What are the different types of Cyber Actors and how can you protect against them?


Although the term Cyber Criminal gets thrown around a lot most people don’t realise that a Cyber Criminal is only one heading in a much larger category of individuals and groups known as Cyber Actors.

What’s A Cyber Actor?

Cyber Actors can be both individuals or part of a much larger group; normally characterised by the desire to damage a person or organisations computers, devices, systems or networks (in short, not very nice people)!

The broader term of Cyber Actor can be used to stand for them all or often gets broken down into its five, distinct groups; with the different categories being defined by their motivations rather than tactics or tools they use.

Fortunately, that means strong Cyber Security protocols usually work the same against them all.

What Are Cyber Criminals?

The first, and most and common term used is Cyber Criminal.

No doubt you’ll have come across this before, may even have fallen victim to one of their scams in fact.

They tend to be motivated by profit and greed and all Cyber Security experts agree, they pose a very real and present danger to users everywhere.
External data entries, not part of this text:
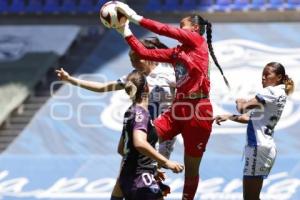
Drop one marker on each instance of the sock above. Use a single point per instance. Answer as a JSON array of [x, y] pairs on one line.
[[116, 198], [190, 187]]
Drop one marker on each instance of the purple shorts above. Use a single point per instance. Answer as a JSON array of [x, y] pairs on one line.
[[142, 186]]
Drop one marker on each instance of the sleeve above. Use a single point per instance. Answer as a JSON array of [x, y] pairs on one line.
[[265, 96], [184, 36], [141, 121], [159, 55], [122, 80]]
Common tactics employed by Cyber Criminals involve the selling of illegally obtained data, disrupting systems and holding them for ransom (known as Denial of Service or D.O.S attacks) and other nefarious scams involved with phishing for data such as social engineering, business email compromise (BEC), botnets, brute force password attacks, exploit kits, malware, ransomware and unfortunately a lot, lot more.
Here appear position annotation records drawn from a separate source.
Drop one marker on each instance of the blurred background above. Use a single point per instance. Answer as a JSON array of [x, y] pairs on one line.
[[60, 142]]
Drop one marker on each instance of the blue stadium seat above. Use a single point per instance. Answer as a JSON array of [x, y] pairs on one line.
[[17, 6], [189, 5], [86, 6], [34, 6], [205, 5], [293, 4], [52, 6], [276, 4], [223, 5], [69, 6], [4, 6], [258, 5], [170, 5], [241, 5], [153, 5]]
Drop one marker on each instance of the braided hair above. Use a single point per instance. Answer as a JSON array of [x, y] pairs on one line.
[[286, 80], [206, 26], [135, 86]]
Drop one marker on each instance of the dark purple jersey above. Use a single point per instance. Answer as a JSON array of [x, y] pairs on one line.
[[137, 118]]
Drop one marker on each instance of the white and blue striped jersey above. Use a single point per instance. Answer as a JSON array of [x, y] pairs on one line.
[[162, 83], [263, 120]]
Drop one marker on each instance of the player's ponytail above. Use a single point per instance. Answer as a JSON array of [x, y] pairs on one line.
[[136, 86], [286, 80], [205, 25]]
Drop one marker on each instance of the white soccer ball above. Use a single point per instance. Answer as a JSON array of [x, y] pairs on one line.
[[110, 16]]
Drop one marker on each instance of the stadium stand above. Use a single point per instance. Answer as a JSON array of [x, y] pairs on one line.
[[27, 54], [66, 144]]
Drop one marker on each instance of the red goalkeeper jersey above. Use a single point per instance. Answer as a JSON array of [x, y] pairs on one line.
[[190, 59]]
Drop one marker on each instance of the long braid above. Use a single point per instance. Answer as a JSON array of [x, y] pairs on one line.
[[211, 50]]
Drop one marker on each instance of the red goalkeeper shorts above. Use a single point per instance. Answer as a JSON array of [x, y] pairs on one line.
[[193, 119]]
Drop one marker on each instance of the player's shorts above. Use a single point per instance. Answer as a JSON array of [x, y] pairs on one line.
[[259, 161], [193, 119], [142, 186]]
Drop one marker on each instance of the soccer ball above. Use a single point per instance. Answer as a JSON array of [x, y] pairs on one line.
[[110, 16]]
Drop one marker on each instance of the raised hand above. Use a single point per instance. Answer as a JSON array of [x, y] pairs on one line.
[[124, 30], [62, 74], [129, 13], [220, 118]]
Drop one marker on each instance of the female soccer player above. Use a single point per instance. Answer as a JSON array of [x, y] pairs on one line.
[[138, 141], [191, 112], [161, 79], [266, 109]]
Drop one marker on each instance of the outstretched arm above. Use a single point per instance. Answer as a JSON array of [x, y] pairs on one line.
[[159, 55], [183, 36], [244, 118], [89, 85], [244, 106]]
What’s A Malicious Insider?

A malicious insider is at once the easiest and hardest of the categories to protect your organisation against.

They tend to be disgruntled (or just malicious) ex-employees, contractors, agencies or anyone else who may have had access to your systems, networks or data.

A Malicious Insider is best defined as someone who intentionally misuses or exceeds the access you’ve granted them, either for personal profit or in an attempt to hurt your organisation.

It should be pointed out that there is a clear difference between a ‘Malicious Insider’, acting in the full knowledge of what they’re doing, and an ‘Unwitting Insider’ accidently clicking on a link in a dodgy email.


Steps to combat against Malicious Insiders usually involve governance that instantly revokes the credentials of anyone after their business with your organisation is done as well as the changing of any joint passwords they may have had access to (although preferably your organisation wouldn’t have any joint passwords in the first place).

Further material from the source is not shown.